陳夫人覺得不妥:“先叫寶寶吧,小名也得等姑爺回來了,你們商量着來。”
陳嬌嬌眼底的光暗下去一些,遂又想到夫君的性子,又覺得他回來了,自己起的小名應該也能叫。
謝榮暉還是趕在辦滿月酒之前回來了。
看到兒子,謝榮暉的心裡也有一瞬間的恍惚。
他已經有一個女兒了,這並不是頭一回當爹,但這是他頭一回意識到自己後繼有人了。
謝容昭覺得還得提醒一聲,所以特意把謝榮暉給拉到了屋外面說話。
“大哥,你可不能因爲有兒子了,就忽視咱們妞妞,她可是你的長女。”
謝榮暉還以爲她有什麼要緊事呢,笑道:“放心,我不是那等糊塗人。無論兒女,都是我的孩子。對了,你的婚期定在了十月,可還有什麼需要爲兄幫忙的?”
謝容昭臉一紅:“哼!”
扭頭跑了。
謝榮暉撫額低笑兩聲,又進屋去看孩子了。
轉眼,十月十六,宜嫁娶。
這日天氣也是風和日麗,深秋時難得能有這麼一個好日子。
謝容昭早已穿好嫁衣,坐在自己的繡牀上,旁邊除了有陳夏之外,還有王自珍也一同陪着她。

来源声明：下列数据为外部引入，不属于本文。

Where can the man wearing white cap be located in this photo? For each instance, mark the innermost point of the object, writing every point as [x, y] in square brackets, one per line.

不僅如此,劉若蘭擔心女兒嫁過去後沒人使喚,又給她陪嫁了一大批的僕從,還有兩家陪房。
謝容昭的嫁妝之多,那是足以驚訝滿京城的貴女們的。
她父親雖是三品官,但是畢竟家底上差了些,但是謝修文夫妻倆願意給她置辦如此豐厚的嫁妝,足見心中對這個女兒的疼愛。
有些人家自然也是看着心裡冒酸水,說什麼閒話的都有。
自打下了聘禮到成親之日,這中間謝家已經送過了一次嫁妝,比如說那千工拔步牀,是第一次送嫁妝的時候就擡過去的。
這第一回送的主要就是屋裡頭的一些傢俱,上面都綁了紅綢,既是喜慶,也是提醒婆家人莫要妄動。
今日成親,餘下的嫁妝也會跟着她一起進入程家。
劉若蘭原本就偏疼這個女兒,而且自打謝修文開始做官之後,他們夫妻倆就一直在給這個女兒攢嫁妝,不知不覺間,竟是積攢了一大筆的嫁妝銀子。
劉若蘭原本想把豐山那邊的福源山莊給謝容昭做陪嫁,被她給拒了。
理由也是現成的,她是出嫁,又不是不回來了,沒必要把家裡頭所有值錢的東西都給她。
再說了,家裡頭這麼多人呢,難道以後就不花用了?
劉若蘭給謝容昭陪嫁了兩處莊子,最小的一處也有快一千畝良田了。
京城的鋪面、宅子等等,那更是一點兒都不憐惜,直接就給。
程景舟上門來迎親,被謝家的一衆兒郎們給爲難了個夠,也得虧了程景舟是個自小就文武雙修的主兒,要不然,真不好過謝榮恩這一關。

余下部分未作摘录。